Blog

In the “good old days”, the biggest hazards facing higher education institutions were those ever-present trio of: dwindling enrollment, lack of alumni support and government funding cuts. However, for today’s school executives and administrators, thwarting these familiar risks is a proverbial walk in the park compared the latest threat: network security breaches.

Indeed, since 2015, the University of Virginia, Pennsylvania State University, the University of Connecticut, Washington State University, Rutgers University, the University of Central Florida, Johns Hopkins University, Greenwich University, the University of Regina, and the University of Calgary have been targeted by cyber criminals — and this is just a brief snapshot. A full list of victims would be so long and comprehensive, that it would resemble a global contact database for higher education organizations.

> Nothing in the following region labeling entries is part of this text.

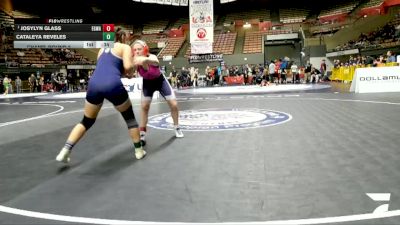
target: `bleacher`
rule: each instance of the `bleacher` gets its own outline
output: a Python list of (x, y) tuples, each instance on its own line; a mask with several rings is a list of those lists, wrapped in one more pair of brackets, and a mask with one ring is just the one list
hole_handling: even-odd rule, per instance
[(271, 13), (269, 10), (260, 9), (229, 13), (225, 17), (225, 23), (231, 23), (235, 20), (243, 20), (248, 22), (250, 20), (271, 21)]
[(290, 34), (292, 30), (267, 30), (267, 31), (249, 31), (244, 37), (243, 53), (261, 53), (263, 48), (262, 37), (264, 35)]
[(261, 53), (262, 52), (262, 36), (265, 31), (246, 32), (244, 37), (243, 53)]
[(348, 3), (342, 3), (335, 5), (333, 7), (330, 7), (329, 9), (323, 9), (321, 10), (318, 18), (321, 17), (328, 17), (328, 16), (334, 16), (334, 15), (340, 15), (340, 14), (348, 14), (350, 13), (356, 6), (358, 5), (357, 1), (352, 1)]
[(148, 35), (141, 35), (137, 39), (145, 41), (148, 45), (157, 44), (158, 42), (167, 42), (168, 38), (164, 34), (148, 34)]
[(279, 20), (281, 23), (302, 23), (309, 12), (306, 9), (279, 9)]
[(364, 3), (362, 8), (365, 9), (365, 8), (377, 7), (383, 4), (383, 2), (384, 0), (369, 0), (368, 2)]
[(183, 24), (189, 24), (188, 18), (179, 18), (172, 26), (172, 29), (179, 29)]
[(168, 38), (168, 43), (165, 48), (158, 55), (159, 58), (162, 58), (166, 55), (172, 55), (172, 57), (176, 57), (179, 50), (182, 48), (183, 43), (185, 42), (185, 37), (179, 38)]
[(143, 34), (158, 34), (162, 33), (168, 25), (168, 20), (157, 20), (145, 23), (143, 26)]
[[(213, 53), (232, 55), (235, 49), (237, 33), (214, 34)], [(186, 51), (185, 57), (189, 57), (191, 47)]]

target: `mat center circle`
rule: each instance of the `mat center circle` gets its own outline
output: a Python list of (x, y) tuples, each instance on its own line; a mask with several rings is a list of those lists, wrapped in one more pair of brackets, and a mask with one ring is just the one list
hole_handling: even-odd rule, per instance
[[(183, 130), (233, 130), (277, 125), (287, 122), (287, 113), (267, 109), (199, 109), (181, 111), (179, 125)], [(172, 129), (170, 113), (149, 118), (148, 125), (158, 129)]]

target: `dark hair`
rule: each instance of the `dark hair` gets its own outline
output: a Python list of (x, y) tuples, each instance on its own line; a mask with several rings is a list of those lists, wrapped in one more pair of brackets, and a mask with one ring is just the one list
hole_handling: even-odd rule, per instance
[(122, 43), (122, 39), (125, 37), (126, 33), (120, 27), (115, 32), (115, 42)]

Why Cyber Criminals are Specializing in Higher Ed Hacks

What’s motivating cyber criminals to put higher education in their crosshairs? Is this a political statement? Personal vendetta? Social criticism? No: cyber criminals are attacking universities and colleges because these bastions of knowledge and beacons of learning also happen to be the perfect targets. There are five reasons for this dubious distinction:

1. Universities and colleges have valuable data on everything from students’ application information to professors’ patent details – and cyber criminals want to get their hands on it, either so they can carry out ID theft or sell their wares to the highest bidder. They know that in the digital age, gold and diamonds aren’t found in mines; they are found on servers and endpoints.
2. Universities and colleges are more open when it comes to information access and sharing. The trade-off for this transparency and flexibility is greater vulnerability compared to corporations, which can tighten the security screws without compromising their mandate or generating disapproval. In fact, corporations are often applauded for locking data down, whereas the same practices in higher education would be met with major criticism.
3. Universities and colleges are somewhat like federations: they share the same flag and sing the same anthem, but on the ground, they are a group of different schools, faculties and departments that peacefully co-exist due a mixture of shared history and enlightened self-interest. While this works politically and administratively, it leads to a patchwork of various InfoSec policies and procedures – which opens up gaps that cyber criminals identify and exploit with alarming ease. Add the fact that the end user population is constantly changing and there can be more personal devices on the network than school-owned, and it becomes even clearer why cyber criminals are gearing up their attacks.
4. While universities and colleges have IT departments and employ security teams, resources are limited. What’s more, it is not uncommon for schools to have numerous third party programs and apps running on servers and endpoints in various campus buildings. Any of these can be doorways through which zero-day exploits inject malware and viruses onto the network.
5. Cyber criminals know that universities and colleges cannot afford to endure a prolonged breach – because their operations will come to a grinding halt, and their reputations will take a major hit. As such, they are increasingly leaning on ransomware attacks that frames the scenario as a cold, bottom-line transaction: pay a specific amount by a certain date and the problem goes away; but fail to do so and things get much worse. Not surprisingly, victims – like Canada’s University of Calgary — are agreeing to fork over the demanded bitcoin. While this reaction is understandable, it is nevertheless encouraging cyber criminals to hit the repeat button and move onto the next academic victim on their list.

The Solution?  An Adaptive Approach

Since universities and colleges contain so many internal departments, faculties and types of users, no single security solution can provide a total answer. As such, IT departments need to implement a variety of solutions based on the level of risk, and the needs of end users. Specifically:

For students, it may be enough to provide basic endpoint protection along with email and web filtering.
For faculty departments, it is wise to add robust network security and advanced access control.
In university offices where student data is stored or departments where sensitive research is performed, encryption should be implemented along with more significant steps to prevent hackers from penetrating through user endpoints.
To lock out attackers – but without preventing staff from freely accessing information when they are outside the network – using virtual containers is critical, as explained below.

Think Inside the Virtual Container

Students are regularly reminded to “think outside the box” – which is good advice when trying to find creative solutions to difficult problems, like disease, pollution, the economy, and so on. However, when it comes to keeping cyber criminals at bay, the best advice that universities and colleges can follow is to “think inside the virtual container.”

A virtual container is lightweight, yet potent security solution that deploys on endpoints. It creates an isolated environment in which internet-facing apps (e.g. web browers, email, Skype, removable storage, FTP, etc.) can run unhindered, to ensure that they not masking a malicious payload. If deemed safe, then files and other data can be transferred from the virtual container to the endpoint or the network as necessary. If deemed unsafe, then the virtual container can be wiped clean and the risk is eliminated.

The bottom line? With a virtual container, instead of working their way towards a PhD in attacking higher education targets, cyber criminals get their submissions back with a big red “F”!